I suppose you could have hand cut singletrack for all of the trail networks, but you come up against a few issues.
1: It's all volunteer built, and therefore, takes forever to build, will vary quite a bit in quality as it's hard to find volunteers with good trail building experience. In the end you will quite likely have a poorly built trail, with tiny features, if you manage to get much built at all.
2: Get a contractor to hand build it. Yes, it would be significantly quicker, but compared to machine cut trail, it's still massively slower to build, plus it is very labour intensive and that would make it extremely expensive.
Places like Canada and the US have had a couple of decades of trail building in front of us, a way bigger population to pull from when it comes down to trail builders and some many very well established trail advocacy groups, like IMBA, NICA, TORCA, WORCA etc.
You look at an area of similar size in the US and compart to say Tasmania and it dwarfs the amount of trail we have.

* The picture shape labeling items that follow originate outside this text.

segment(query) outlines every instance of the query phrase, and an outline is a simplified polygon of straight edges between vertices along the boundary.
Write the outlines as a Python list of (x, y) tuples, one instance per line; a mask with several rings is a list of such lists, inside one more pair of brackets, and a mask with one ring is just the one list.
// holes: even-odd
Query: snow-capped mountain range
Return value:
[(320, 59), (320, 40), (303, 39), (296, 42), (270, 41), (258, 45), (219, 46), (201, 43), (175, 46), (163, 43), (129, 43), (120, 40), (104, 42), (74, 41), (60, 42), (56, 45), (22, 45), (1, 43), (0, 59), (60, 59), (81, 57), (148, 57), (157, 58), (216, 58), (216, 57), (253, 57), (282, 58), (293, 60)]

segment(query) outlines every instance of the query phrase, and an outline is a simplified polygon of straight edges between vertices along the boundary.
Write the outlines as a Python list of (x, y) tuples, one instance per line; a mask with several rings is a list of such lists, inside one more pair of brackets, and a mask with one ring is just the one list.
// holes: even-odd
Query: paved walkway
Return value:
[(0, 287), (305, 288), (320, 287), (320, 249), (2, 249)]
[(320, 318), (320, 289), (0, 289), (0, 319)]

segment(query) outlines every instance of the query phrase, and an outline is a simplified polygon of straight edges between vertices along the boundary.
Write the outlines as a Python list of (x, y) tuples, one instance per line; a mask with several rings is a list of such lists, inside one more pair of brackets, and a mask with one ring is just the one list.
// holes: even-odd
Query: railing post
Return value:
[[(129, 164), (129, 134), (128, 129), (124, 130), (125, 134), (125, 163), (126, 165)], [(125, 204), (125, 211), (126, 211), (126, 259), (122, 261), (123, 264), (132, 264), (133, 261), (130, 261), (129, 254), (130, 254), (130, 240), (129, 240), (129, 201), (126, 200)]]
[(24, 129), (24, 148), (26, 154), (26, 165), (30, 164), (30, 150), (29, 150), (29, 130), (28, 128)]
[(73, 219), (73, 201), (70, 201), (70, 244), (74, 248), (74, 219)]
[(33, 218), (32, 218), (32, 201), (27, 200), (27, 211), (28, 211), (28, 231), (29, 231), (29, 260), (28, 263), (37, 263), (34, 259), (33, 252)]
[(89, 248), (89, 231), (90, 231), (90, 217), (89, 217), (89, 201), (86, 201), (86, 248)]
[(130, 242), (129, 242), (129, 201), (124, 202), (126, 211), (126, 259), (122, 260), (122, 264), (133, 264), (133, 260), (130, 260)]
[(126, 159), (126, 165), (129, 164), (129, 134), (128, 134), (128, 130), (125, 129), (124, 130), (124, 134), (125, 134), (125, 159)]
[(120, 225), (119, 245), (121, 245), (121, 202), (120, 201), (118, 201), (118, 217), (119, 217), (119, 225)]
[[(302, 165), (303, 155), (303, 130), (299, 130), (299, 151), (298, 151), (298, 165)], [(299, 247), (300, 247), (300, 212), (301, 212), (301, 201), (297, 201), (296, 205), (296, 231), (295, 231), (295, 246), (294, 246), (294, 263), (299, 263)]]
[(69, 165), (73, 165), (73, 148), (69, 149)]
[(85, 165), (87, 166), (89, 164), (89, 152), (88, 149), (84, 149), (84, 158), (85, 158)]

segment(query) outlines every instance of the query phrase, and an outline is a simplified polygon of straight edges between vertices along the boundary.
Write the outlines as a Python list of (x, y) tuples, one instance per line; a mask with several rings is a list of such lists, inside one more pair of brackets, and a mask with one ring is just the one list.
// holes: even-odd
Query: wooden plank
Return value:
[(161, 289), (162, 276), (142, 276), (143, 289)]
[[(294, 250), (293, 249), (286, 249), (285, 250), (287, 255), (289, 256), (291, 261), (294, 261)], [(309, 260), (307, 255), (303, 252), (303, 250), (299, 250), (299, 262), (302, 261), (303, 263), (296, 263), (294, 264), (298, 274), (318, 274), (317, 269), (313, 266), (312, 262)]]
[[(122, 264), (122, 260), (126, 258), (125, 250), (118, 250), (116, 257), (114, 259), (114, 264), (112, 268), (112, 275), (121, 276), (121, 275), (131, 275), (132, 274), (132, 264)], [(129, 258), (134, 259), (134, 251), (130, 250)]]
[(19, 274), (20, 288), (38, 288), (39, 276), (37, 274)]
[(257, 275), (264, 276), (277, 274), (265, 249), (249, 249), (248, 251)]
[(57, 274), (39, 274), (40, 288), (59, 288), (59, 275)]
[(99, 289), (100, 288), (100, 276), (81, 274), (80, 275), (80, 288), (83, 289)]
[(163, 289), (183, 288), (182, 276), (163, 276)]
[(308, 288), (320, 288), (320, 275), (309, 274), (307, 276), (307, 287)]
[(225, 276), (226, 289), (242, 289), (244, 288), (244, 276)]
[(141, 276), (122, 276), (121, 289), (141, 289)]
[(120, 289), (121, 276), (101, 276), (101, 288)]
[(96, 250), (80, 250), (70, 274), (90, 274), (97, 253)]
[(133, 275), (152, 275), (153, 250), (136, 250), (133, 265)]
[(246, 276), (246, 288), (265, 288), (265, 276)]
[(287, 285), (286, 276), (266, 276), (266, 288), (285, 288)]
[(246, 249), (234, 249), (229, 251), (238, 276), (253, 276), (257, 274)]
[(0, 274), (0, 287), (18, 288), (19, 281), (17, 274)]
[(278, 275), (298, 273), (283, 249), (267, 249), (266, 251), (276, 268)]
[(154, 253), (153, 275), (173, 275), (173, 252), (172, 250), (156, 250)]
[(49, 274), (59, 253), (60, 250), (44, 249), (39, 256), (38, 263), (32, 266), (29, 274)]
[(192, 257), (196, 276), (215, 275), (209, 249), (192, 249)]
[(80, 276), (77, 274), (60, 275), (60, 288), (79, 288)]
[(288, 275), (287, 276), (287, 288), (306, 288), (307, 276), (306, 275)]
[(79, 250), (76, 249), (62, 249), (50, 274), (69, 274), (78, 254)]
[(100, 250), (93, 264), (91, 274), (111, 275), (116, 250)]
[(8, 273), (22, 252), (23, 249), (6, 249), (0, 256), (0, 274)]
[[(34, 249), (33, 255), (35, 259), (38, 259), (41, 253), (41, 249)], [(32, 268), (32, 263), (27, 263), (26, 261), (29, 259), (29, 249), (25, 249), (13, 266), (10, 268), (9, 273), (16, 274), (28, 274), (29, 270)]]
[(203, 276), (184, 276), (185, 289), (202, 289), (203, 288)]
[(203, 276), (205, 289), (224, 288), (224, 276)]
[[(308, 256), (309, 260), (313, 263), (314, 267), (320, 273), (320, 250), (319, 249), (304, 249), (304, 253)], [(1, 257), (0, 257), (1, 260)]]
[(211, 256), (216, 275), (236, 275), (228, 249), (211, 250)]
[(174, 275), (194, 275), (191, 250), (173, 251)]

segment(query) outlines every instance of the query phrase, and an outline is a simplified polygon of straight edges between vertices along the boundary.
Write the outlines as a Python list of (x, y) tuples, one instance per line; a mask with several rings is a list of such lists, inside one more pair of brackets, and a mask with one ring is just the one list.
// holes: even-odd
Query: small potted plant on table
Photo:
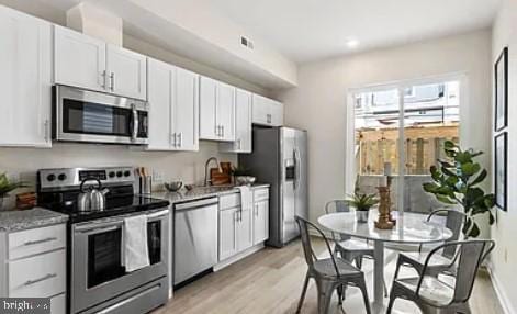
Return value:
[(358, 223), (368, 223), (370, 209), (379, 203), (379, 199), (376, 198), (376, 194), (367, 194), (356, 191), (353, 194), (348, 197), (346, 202), (350, 208), (356, 209)]

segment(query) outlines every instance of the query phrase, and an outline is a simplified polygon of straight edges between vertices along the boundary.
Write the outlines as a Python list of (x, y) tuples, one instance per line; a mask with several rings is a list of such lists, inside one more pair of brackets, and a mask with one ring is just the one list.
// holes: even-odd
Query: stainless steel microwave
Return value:
[(54, 87), (53, 139), (145, 145), (148, 104), (142, 100)]

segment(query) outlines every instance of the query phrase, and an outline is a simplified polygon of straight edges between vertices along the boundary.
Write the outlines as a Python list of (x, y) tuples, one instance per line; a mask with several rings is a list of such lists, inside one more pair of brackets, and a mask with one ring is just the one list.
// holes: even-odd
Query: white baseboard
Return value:
[(263, 243), (260, 243), (258, 245), (255, 245), (228, 259), (225, 259), (223, 261), (221, 261), (220, 263), (217, 263), (216, 266), (214, 266), (214, 271), (220, 271), (221, 269), (225, 268), (225, 267), (228, 267), (231, 266), (232, 263), (247, 257), (247, 256), (250, 256), (251, 254), (254, 253), (257, 253), (259, 250), (261, 250), (262, 248), (265, 248), (265, 245)]
[(492, 263), (488, 262), (486, 269), (488, 270), (490, 277), (492, 279), (492, 285), (494, 287), (495, 294), (497, 295), (497, 299), (499, 299), (501, 306), (503, 307), (503, 311), (505, 314), (517, 314), (515, 309), (512, 306), (512, 303), (509, 302), (509, 298), (504, 291), (501, 281), (497, 279), (497, 276), (495, 272), (492, 270)]

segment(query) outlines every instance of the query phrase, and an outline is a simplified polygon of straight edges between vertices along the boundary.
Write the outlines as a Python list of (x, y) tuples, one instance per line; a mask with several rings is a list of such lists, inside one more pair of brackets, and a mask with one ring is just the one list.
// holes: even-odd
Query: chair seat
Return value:
[[(404, 289), (415, 293), (416, 287), (418, 285), (418, 277), (404, 278), (397, 279), (395, 283), (398, 283)], [(431, 305), (445, 306), (452, 301), (454, 296), (454, 288), (435, 277), (426, 276), (422, 281), (418, 294), (420, 299)]]
[[(336, 258), (336, 265), (341, 276), (362, 276), (362, 271), (342, 258)], [(330, 258), (314, 261), (314, 270), (322, 276), (336, 277), (336, 269)]]
[(347, 240), (341, 240), (336, 243), (337, 246), (341, 247), (345, 250), (371, 250), (373, 254), (373, 246), (369, 245), (364, 240), (359, 240), (359, 239), (347, 239)]
[[(413, 265), (415, 265), (415, 262), (416, 262), (416, 263), (419, 263), (419, 265), (424, 266), (424, 263), (426, 262), (427, 256), (429, 254), (426, 253), (426, 251), (422, 251), (422, 253), (405, 251), (405, 253), (401, 253), (400, 255), (404, 258), (404, 261), (412, 260), (413, 262), (411, 262), (411, 263), (413, 263)], [(429, 260), (429, 267), (436, 267), (436, 266), (448, 267), (451, 263), (452, 263), (452, 260), (450, 260), (447, 257), (443, 257), (442, 255), (439, 255), (439, 254), (434, 254), (431, 256), (431, 259)]]

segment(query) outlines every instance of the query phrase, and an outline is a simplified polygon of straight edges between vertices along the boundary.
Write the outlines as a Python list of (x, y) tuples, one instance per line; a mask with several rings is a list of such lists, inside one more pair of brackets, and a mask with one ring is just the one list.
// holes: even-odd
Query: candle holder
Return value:
[(390, 187), (379, 187), (378, 190), (381, 200), (379, 203), (379, 220), (375, 222), (375, 227), (379, 229), (392, 229), (395, 224), (392, 222), (390, 213)]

And that basically comes down to population and the time that they have been building trail. They do have a big amount of shared trail though.
One thing I think that Australia would benefit from is a nationwide trail advocacy body. An organization that can help source funding, give guidance to clubs and other not for profits that would like to develop new trails. Auscycling only cares about racing, so apart from local councils, there's not many organizations doing any big trail projects. Sometimes the problem with a council run project, is that the council employees aren't experienced in designing a trail network, so they rely totally on the trail building company, and don't always get the best outcome because of it due to that contractor not knowing the area like a local would. If you had a national advocacy body with state and regional groups, they could assist any government bodies or clubs wanting to build a trail network and provide advice on the best approach.